The deal was reached by the so-called "big four": Senate Armed Services Committee Chairman Carl Levin, Michigan Democrat; ranking member John W. Warner, Virginia Republican; House Armed Services Chairman Bob Stump, Arizona Republican; and ranking member Ike Skelton, Missouri Democrat.
On the Senate floor, Mr. Levin and Mr. Warner voted for another round of base closings. Defense Secretary Donald H. Rumsfeld sent his proposal to Capitol Hill after the House committee had finished work on its bill and there was no floor vote. But Mr. Stump vigorously opposed another round of closings, and Mr. Skelton was at best cool toward the idea.
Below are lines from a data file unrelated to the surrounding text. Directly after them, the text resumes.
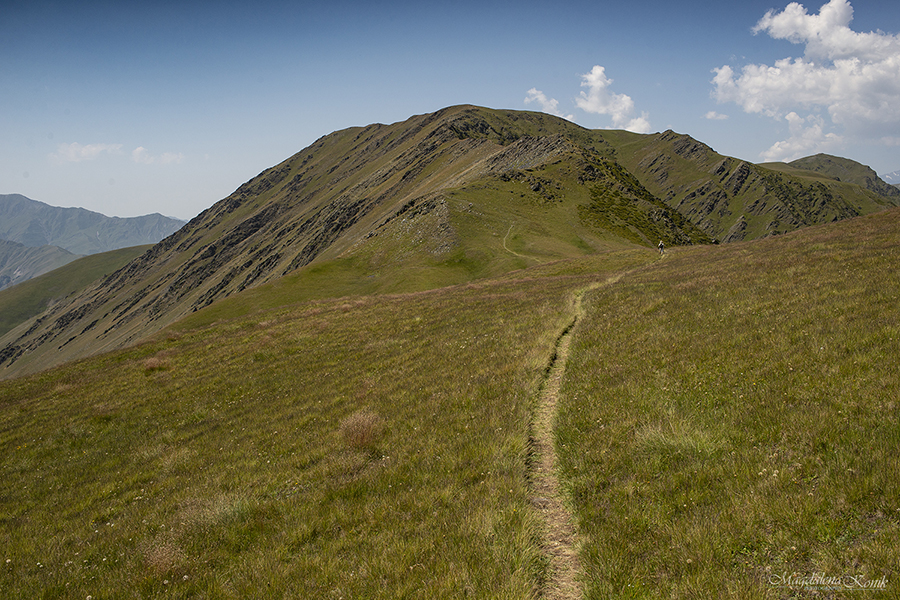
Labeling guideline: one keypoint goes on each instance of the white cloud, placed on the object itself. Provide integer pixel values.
(807, 137)
(852, 77)
(142, 156)
(599, 100)
(548, 105)
(76, 152)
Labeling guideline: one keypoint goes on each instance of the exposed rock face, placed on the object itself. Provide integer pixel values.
(351, 186)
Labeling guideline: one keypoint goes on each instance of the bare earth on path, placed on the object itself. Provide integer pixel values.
(560, 536)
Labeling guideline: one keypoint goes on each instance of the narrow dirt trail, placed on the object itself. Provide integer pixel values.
(560, 535)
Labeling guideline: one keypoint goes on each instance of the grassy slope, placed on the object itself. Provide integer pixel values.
(730, 415)
(29, 298)
(213, 462)
(20, 263)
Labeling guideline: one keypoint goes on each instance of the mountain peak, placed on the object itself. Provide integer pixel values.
(438, 199)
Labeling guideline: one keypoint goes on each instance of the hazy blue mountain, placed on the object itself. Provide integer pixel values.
(77, 230)
(892, 178)
(19, 263)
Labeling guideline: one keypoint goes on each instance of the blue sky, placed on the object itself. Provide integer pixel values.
(130, 108)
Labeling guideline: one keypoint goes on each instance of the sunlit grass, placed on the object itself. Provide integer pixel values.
(730, 415)
(368, 447)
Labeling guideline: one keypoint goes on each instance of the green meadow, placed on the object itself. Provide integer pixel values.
(727, 419)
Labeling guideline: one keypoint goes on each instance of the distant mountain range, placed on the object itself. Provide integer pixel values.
(892, 178)
(36, 238)
(441, 199)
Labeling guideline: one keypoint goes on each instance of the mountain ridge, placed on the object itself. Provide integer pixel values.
(428, 200)
(80, 231)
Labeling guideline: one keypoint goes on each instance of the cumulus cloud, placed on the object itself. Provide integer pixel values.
(599, 100)
(76, 152)
(548, 105)
(142, 156)
(808, 136)
(852, 78)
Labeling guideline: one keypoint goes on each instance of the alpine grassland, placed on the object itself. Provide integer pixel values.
(359, 447)
(728, 423)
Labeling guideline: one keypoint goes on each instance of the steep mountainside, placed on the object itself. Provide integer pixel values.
(77, 230)
(733, 200)
(24, 300)
(439, 199)
(851, 171)
(19, 262)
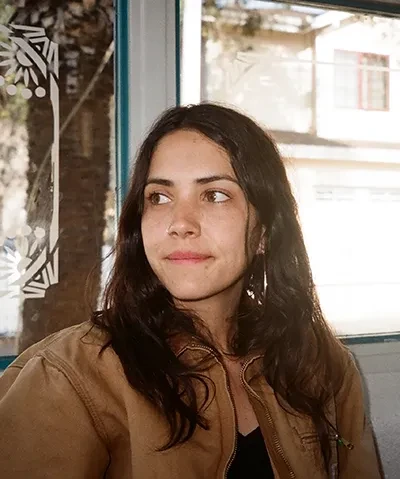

The Bush administration pressed hard for what Mr. Rumsfeld said would save the armed forces billions of dollars by closing excess facilities. Two weeks ago, he told negotiators he would recommend a presidential veto if a base closing amendment was not in the defense bill. This week, Vice President Richard B. Cheney personally lobbied for the legislation.
"Stump still has to sell his subcommittee chairmen and the House leadership," one defense source said.
The source said Mr. Stump was in a tough position, having to defy a Republican president and trying to buck a veto threat. In the end, Mr. Stump won a concession that an independent commission would not decide on a list of which bases to close until 2005, instead of 2003, as requested by Mr. Bush.
One compromise floated earlier called for preventing the commission from adding any base onto a closure list recommended by the defense secretary. That proposal was not part of this week's deal. But there will be some restrictions to "prevent a runaway commission," one defense source said.
A second defense source said yesterday, "The members got close last night. We need to see if the details hang together until next week when they reconvene, but I expect the conference will wrap up and head to the floor [for a vote] next week."
If Congress approves, it will mark the fourth round of base closings since the end of the Cold War. The process is painful for local communities fearing the loss of hundreds of jobs and for lawmakers who wage passionate fights to keep their hometown bases open.
Kentucky, for example, worries about Fort Knox, the training site for all Army recruit tankers. The Army has said it has an excess training capacity. Some fear the school could be moved to Fort Hood, Texas.
In the latest round in 1995, the commission added the Portsmouth, Maine, naval shipyard to its list despite Navy objections. Only furious lobbying by New England lawmakers persuaded the commission to change its mind.
The president will appoint a nine-member independent commission, based on recommendations from congressional leaders. Each panelist must be confirmed by the Senate.
Mr. Rumsfeld argues that the armed forces can save $3.5 billion annually, beginning later this decade, by closing 25 percent of its facilities and bases. The bill seemed destined for a relatively easy approval last August when it was sent to the Hill. But the September 11 attacks have emboldened opponents to complain that now is not the time to shrink the military.
As part of its selling job, the administration named the process the "Efficient Facilities Initiative of 2001," or EFI, and sent out glossy publications telling stories of how well closings had turned out in some communities.